Aminata Touré : « La reddition des comptes ne veut pas dire règlement de comptes. »

Mercredi 3 Juin 2026

La composition du nouveau gouvernement dirigé par le Premier ministre Al Aminou Mohamed Lo continue de susciter commentaires et interrogations dans le paysage politique sénégalais. Alors que l'absence des principaux responsables de Pastef alimente les spéculations sur une rupture entre le président Bassirou Diomaye Faye et Ousmane Sonko, Aminata Touré assure que les engagements du pouvoir en matière de gouvernance, de transparence et de justice demeurent intacts.

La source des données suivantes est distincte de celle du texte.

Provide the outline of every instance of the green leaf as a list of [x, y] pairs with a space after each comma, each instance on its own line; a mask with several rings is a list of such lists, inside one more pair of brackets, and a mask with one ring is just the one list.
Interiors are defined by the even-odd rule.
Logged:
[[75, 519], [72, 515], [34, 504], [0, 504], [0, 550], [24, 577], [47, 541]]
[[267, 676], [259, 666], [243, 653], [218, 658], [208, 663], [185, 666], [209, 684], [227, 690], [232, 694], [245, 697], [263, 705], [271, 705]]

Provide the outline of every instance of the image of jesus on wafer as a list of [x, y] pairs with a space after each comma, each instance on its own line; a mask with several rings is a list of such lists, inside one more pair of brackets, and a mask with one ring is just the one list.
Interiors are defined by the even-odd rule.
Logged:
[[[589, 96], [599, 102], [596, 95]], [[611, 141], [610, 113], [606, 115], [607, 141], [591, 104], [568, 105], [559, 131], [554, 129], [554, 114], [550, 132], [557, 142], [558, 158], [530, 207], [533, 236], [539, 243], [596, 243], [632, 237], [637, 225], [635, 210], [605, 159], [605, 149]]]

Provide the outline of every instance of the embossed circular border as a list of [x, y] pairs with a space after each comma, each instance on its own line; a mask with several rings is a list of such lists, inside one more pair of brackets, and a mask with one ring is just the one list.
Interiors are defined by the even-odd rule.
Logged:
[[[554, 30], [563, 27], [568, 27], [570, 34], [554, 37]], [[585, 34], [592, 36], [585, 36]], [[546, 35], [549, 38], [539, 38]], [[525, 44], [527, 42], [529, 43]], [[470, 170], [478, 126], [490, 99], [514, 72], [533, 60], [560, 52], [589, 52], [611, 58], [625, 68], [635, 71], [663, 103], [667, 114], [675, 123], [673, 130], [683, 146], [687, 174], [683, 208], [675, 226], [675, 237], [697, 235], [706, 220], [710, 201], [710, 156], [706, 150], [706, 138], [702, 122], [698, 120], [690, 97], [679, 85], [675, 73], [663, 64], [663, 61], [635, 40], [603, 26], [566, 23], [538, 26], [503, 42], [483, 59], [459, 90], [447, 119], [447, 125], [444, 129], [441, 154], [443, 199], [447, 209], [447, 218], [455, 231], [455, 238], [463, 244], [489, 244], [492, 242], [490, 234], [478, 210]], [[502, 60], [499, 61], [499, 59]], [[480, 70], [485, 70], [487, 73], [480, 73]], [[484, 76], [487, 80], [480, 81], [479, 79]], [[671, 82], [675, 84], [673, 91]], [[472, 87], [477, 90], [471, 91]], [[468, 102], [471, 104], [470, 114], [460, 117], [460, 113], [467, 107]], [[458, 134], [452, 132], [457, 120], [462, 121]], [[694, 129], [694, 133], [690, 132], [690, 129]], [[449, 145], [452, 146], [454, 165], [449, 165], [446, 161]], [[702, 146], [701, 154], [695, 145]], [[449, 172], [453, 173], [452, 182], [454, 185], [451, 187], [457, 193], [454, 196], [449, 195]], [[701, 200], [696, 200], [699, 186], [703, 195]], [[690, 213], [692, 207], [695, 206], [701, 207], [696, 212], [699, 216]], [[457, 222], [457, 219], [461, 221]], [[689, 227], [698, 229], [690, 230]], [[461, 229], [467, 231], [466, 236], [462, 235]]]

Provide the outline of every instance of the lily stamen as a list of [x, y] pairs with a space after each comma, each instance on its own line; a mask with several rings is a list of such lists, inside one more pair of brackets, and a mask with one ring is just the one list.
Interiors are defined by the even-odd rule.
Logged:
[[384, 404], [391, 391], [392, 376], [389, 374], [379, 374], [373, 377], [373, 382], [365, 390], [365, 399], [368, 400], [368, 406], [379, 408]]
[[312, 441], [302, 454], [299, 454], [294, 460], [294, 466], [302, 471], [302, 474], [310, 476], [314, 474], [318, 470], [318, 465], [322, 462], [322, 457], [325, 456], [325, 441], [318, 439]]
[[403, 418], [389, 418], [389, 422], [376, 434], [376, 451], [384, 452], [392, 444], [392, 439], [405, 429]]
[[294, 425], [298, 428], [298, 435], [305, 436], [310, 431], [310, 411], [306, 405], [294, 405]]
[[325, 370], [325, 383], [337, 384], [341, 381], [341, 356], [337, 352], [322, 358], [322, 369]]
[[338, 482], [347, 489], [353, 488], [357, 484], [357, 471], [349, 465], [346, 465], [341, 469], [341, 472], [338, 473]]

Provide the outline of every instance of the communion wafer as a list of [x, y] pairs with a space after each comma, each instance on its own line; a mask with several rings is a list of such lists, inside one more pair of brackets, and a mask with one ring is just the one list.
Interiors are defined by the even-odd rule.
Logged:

Invitée de RFI, la superviseure générale de la coalition Diomaye Président a été interrogée sur les divergences supposées entre le chef de l'État et le président de l'Assemblée nationale, notamment sur la question sensible de la reddition des comptes.

Pour l'ancienne ministre de la Justice, la mise en place du nouveau gouvernement ne signifie nullement un abandon des promesses faites aux Sénégalais en matière de lutte contre l'impunité. « Le président Bassirou Diomaye Faye est plus que jamais pour la reddition des comptes, mais pas pour le règlement des comptes », a-t-elle déclaré.

Aminata Touré a tenu à établir une distinction claire entre la recherche de responsabilités dans la gestion des affaires publiques et toute tentative d'instrumentalisation de la justice à des fins politiques. « Reddition des comptes ne veut pas dire règlement des comptes. C'est deux choses différentes », a-t-elle insisté, rappelant son expérience à la tête du ministère de la Justice.

Selon elle, la justice doit agir en toute indépendance et ne peut condamner un individu sur la seule base d'antagonismes politiques. « Vous pouvez avoir un adversaire politique que vous n'aimez pas, que vous aimeriez voir disparaître de la scène politique. Cela ne suffit pas pour que le juge condamne cette personne », a-t-elle souligné.

Interrogée sur la question de la dette publique, sujet sur lequel Ousmane Sonko avait exprimé des réserves concernant une éventuelle restructuration avec le Fonds monétaire international, Aminata Touré a adopté une approche pragmatique.

Elle estime que le débat ne doit pas être idéologique mais fondé sur les réalités économiques du pays. Selon elle, le Sénégal doit trouver les mécanismes les plus adaptés pour assurer la soutenabilité de sa dette tout en préservant les acquis sociaux.

« Il faudra discuter avec les partenaires pour avoir une stratégie soutenable pour le pays et pour les populations », a-t-elle expliqué, tout en mettant en garde contre les conséquences des politiques d'ajustement structurel qui avaient marqué les années 1980.

La superviseure générale de la coalition présidentielle a également rejeté l'idée selon laquelle le refus de Pastef de participer au gouvernement constituerait une stratégie visant à affaiblir l'action de Bassirou Diomaye Faye en vue de l'élection présidentielle de 2029.

À ses yeux, les ambitions présidentielles sont légitimes dans une démocratie, mais elles ne doivent pas prendre le pas sur les préoccupations immédiates des citoyens. « Les Sénégalais n'ont pas envie de s'engager dans une campagne électorale de trois ans », a-t-elle affirmé.

Aminata Touré a appelé l'ensemble des acteurs politiques à privilégier les intérêts du pays et les attentes des populations plutôt que les calculs électoraux. « Ce que les Sénégalais veulent maintenant, c'est qu'on se penche résolument sur la résolution des nombreux problèmes auxquels ils font face », a-t-elle déclaré.